The process would have taken three months under normal circumstances, says Dr. Rebecca Mishuris, the organization’s associate chief medical information officer. Within another week, the hospital was piloting a video visit program using Zoom.
Still, limitations of the hospital’s patient population led BMC clinicians to focus on telephone visits. “We know almost all of our patients have phones, but many don’t have a smartphone or a computer or internet connectivity,” Mishuris says.
Ramping Up a Training Program for Virtual Care
For Jefferson Health, the primary challenge for ramping up telehealth adoption wasn’t the equipment or infrastructure.
The Philadelphia organization already had a robust on-demand platform, numerous inpatient telehealth programs and a “tele-triage” system in its emergency department, which uses videoconferencing as a first point of contact with some incoming patients.
The system also had plenty of iPad devices earmarked for other projects that were instead configured for the COVID-19 response. In addition, the hospital worked to develop an online chatbot so patients could check their symptoms from home and rolled out a remote monitoring program for discharged COVID-19 patients.

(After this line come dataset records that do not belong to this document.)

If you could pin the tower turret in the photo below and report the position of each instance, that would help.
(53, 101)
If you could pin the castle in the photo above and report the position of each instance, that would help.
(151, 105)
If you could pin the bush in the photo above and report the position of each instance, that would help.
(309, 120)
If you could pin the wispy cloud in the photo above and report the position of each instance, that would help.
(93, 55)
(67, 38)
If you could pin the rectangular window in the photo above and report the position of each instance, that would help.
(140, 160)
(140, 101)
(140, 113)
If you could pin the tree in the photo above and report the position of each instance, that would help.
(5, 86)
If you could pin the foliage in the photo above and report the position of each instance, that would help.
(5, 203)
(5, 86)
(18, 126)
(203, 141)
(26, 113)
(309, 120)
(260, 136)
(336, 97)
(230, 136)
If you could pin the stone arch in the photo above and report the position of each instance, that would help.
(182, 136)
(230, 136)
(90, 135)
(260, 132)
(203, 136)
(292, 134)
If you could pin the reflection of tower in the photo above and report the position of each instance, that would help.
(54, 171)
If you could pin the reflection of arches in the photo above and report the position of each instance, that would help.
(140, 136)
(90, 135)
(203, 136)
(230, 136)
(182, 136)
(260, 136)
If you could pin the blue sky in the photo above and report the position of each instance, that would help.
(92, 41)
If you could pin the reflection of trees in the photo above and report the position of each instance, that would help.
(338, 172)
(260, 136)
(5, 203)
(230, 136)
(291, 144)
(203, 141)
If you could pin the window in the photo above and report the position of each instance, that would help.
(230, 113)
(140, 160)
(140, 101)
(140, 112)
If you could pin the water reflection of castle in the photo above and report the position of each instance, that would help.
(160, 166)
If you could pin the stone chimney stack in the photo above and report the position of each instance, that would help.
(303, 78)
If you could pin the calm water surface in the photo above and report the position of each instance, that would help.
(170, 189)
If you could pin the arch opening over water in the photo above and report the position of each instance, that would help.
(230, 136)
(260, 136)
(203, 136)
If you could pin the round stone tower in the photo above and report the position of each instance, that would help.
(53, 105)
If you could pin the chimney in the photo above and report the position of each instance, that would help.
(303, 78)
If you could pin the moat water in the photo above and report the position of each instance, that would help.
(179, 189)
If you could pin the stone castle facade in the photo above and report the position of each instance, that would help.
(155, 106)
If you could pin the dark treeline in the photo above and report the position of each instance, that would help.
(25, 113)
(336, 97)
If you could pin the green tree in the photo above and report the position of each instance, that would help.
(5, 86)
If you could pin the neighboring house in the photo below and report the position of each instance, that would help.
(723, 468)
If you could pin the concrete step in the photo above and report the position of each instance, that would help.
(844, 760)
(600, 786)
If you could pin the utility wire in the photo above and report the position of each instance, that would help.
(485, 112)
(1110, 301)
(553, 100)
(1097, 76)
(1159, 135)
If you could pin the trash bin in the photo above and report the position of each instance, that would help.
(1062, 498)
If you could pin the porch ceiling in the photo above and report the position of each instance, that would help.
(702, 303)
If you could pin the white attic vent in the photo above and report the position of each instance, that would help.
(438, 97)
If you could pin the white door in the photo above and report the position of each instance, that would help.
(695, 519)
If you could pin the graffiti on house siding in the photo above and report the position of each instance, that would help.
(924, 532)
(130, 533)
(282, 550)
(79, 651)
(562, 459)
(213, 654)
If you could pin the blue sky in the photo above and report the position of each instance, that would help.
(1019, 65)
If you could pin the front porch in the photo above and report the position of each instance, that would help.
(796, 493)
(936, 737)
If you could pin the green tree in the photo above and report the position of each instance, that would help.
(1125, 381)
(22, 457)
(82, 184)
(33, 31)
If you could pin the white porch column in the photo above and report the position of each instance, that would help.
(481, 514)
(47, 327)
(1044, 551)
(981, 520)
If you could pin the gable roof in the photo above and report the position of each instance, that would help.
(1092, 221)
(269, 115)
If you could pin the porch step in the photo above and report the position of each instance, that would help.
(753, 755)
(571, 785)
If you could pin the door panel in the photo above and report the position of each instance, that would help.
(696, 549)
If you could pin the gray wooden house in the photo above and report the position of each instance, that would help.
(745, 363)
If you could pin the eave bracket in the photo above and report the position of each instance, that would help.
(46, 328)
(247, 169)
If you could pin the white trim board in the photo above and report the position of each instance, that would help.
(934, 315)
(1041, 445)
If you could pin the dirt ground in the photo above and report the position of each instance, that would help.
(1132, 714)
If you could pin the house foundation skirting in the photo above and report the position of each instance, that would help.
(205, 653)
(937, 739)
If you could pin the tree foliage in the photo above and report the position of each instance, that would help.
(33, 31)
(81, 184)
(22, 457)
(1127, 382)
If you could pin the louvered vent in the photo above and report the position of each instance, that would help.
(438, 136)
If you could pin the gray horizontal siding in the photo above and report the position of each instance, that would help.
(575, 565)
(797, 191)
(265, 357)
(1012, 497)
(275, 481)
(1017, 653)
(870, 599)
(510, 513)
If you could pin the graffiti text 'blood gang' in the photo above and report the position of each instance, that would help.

But many more providers, some of whom used smartphones to deliver care, needed to be educated — and fast.
“It’s never about the technology,” says Dr. Aditi Joshi, medical director for JeffConnect, Jefferson Health’s telehealth program. “You need the connection and you need to communicate. You need the staffing and the process. That’s a bit harder.”
That’s why Joshi and her colleagues pivoted in mid-March to shift telehealth training from a small-scale, in-person model to an online program with a Zoom webinar and a Microsoft SharePoint documentation portal.
The online modules enabled Jefferson to train 700 providers in scheduled visits and 160 providers in on-demand visits in a three-day span, says Dr. Judd Hollander, senior vice president for healthcare delivery innovation at Jefferson.
As a result, the system transitioned from 200 virtual visits per day to 3,000, with 90 percent of all visits completed via telehealth and 70 percent of patients with previously scheduled visits able to keep their appointments.
“From day one, we said, ‘Let’s not ignore the non-COVID patients,’” Hollander says.
DISCOVER: Learn how organizations deliver telehealth to rural and high-risk patient populations.
Preparing for the Future of Telehealth
Despite the ongoing momentum, experts agree the current state of telehealth use will change post-COVID-19. The HIPAA waiver will expire, meaning that health systems won’t be able to use consumer products such as FaceTime and Skype for video visits. (Microsoft Teams and Zoom for Healthcare are HIPAA-compliant.)
Insurance coverage is another unknown. What had previously been an “ongoing and slow process” to changes in reimbursement will likely continue, Lennox-Miller says, especially now that Medicare is on board.